Weingarten, the president of the American Federation of Teachers, had co-sponsored a protest against challenges to President Biden’s student debt relief plan brought by six GOP-led states and two applicants who sued because they would not be eligible for full reimbursement under the plan.
The union boss of some 1.7 million education workers drew the ire of Twitter when she punctuated her angry speech to hundreds of demonstrators with a series of wild body movements and frantic pointing gestures.
“This is what really pisses me off,” the former president of New York City’s United Federation of Teachers screamed.
“During the pandemic, we understood that small businesses were hurting, and we helped them, and it didn’t go to the Supreme Court to challenge it.
“Big businesses were hurting and we helped them, and it didn’t go to the Supreme Court to challenge it,” Weingarten continued, jumping up and down to hammer home her next point.
“All of a sudden, when it’s about our students, they challenge it! The corporations challenge it! The student loan lenders challenge it! That is not right! That is not fair! And that is what we are fighting for when we say cancel student debt!,” she shrieked, her voice cracking at times.
As the majority bloc of conservative jurists on the high court questioned the legality of the president’s proposal, Weingarten’s theatrics were dragged by Republicans online.
“No one has caused more harm to our kids than Randi Weingarten,” tweeted former Secretary of State Mike Pompeo Wednesday, in an apparent reference to her championing of remote learning during the COVID-19 pandemic.
“Students and teachers deserve so much better than this.”
“I bet @rweingarten’s ‘brothers and sisters’ in the trade unions, who didn’t take out student loans and are now being asked to pay for this scam, are also screaming: ‘That is not fair!,’ Betsy DeVos, who served as secretary of education under former President Donald Trump, tweeted Tuesday.
“Imagine if Randi and teachers unions were this passionate about allowing kids to go to school during the pandemic,” commented Nicki Neily, the founder and president of Parents Defending Education, a right-wing educational advocacy group.

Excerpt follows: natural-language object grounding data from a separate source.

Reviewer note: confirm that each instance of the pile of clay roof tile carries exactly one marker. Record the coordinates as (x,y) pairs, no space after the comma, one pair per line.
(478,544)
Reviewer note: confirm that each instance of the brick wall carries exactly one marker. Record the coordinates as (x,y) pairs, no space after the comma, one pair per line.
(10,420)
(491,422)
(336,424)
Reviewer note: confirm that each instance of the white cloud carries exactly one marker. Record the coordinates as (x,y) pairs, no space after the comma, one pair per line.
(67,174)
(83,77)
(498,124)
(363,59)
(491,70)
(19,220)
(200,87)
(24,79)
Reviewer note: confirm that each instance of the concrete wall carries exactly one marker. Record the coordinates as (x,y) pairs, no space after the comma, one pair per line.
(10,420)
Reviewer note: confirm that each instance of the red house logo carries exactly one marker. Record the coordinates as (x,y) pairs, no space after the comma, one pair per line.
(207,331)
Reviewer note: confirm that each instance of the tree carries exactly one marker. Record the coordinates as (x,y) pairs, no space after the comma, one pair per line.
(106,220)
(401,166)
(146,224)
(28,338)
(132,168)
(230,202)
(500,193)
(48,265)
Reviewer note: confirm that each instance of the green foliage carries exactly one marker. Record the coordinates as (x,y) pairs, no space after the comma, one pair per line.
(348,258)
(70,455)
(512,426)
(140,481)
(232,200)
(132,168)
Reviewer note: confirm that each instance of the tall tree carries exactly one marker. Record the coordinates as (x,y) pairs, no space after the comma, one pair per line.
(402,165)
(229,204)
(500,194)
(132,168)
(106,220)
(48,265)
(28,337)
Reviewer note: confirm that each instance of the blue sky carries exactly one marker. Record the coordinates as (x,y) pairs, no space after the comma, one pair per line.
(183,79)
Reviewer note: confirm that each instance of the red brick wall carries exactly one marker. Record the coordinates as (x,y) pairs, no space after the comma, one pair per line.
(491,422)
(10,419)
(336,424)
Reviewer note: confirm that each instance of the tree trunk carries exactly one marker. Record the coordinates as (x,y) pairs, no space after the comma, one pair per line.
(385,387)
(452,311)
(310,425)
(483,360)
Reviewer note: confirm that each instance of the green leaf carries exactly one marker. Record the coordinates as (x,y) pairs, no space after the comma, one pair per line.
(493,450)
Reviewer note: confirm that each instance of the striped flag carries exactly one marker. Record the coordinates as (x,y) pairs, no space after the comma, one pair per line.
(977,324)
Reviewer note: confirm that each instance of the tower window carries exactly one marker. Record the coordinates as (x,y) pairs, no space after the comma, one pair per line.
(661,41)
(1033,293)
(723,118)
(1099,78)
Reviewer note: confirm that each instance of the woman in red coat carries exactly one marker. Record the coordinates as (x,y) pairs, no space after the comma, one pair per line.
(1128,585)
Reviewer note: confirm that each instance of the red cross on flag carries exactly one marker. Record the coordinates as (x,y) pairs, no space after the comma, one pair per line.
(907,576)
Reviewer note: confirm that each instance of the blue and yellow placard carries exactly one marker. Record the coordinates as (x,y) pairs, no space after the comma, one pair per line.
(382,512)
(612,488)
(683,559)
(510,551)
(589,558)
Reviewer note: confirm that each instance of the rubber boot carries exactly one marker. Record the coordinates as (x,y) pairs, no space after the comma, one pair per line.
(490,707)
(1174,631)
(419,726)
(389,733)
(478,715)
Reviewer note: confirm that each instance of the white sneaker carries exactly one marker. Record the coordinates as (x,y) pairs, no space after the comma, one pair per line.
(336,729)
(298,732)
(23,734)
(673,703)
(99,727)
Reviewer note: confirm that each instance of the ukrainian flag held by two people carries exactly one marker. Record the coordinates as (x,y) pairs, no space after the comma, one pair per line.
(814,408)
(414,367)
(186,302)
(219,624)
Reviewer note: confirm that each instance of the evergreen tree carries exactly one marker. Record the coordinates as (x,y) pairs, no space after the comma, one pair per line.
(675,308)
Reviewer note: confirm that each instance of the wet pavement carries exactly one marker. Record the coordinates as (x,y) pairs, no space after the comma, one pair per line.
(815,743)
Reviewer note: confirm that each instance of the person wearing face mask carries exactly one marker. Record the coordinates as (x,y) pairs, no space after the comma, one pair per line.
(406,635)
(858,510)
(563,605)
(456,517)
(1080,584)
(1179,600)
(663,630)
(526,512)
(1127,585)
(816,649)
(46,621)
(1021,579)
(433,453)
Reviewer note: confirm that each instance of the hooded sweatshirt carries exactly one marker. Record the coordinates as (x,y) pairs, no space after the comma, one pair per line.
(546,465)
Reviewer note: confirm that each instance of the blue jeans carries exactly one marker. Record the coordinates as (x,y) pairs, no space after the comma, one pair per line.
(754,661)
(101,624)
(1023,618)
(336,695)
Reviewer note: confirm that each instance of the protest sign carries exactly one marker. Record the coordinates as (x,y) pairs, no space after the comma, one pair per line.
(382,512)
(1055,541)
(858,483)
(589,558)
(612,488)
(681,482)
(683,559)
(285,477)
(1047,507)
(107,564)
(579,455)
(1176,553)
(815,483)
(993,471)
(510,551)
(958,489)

If Biden’s plan is allowed to move forward, former students earning under $125,000 a year could write off up to $10,000 in federal student loan debt. Recipients of low-income based Pell Grants would see up to $20,000 in debt forgiven. Some 16 million applicants have already been approved, and 43 million were said to be eligible.
Weingarten also appeared on MSNBC Tuesday, where she articulated her position calmly and coherently before invoking Dean, the former governor of Vermont, who pulled out of the 2004 presidential race after his screaming and gesticulating during a similarly unhinged speech was panned by political observers.
“Everything else about COVID [loans] that small businesses got, that big businesses got, the states didn’t sue. Why are they suing about individuals who really need it [loan relief]?,” she said.
“I see it as a moral issue. I mean, the Republicans are making it … the states are making it a political issue. When, all of a sudden, did college not become something we wanted kids to do?”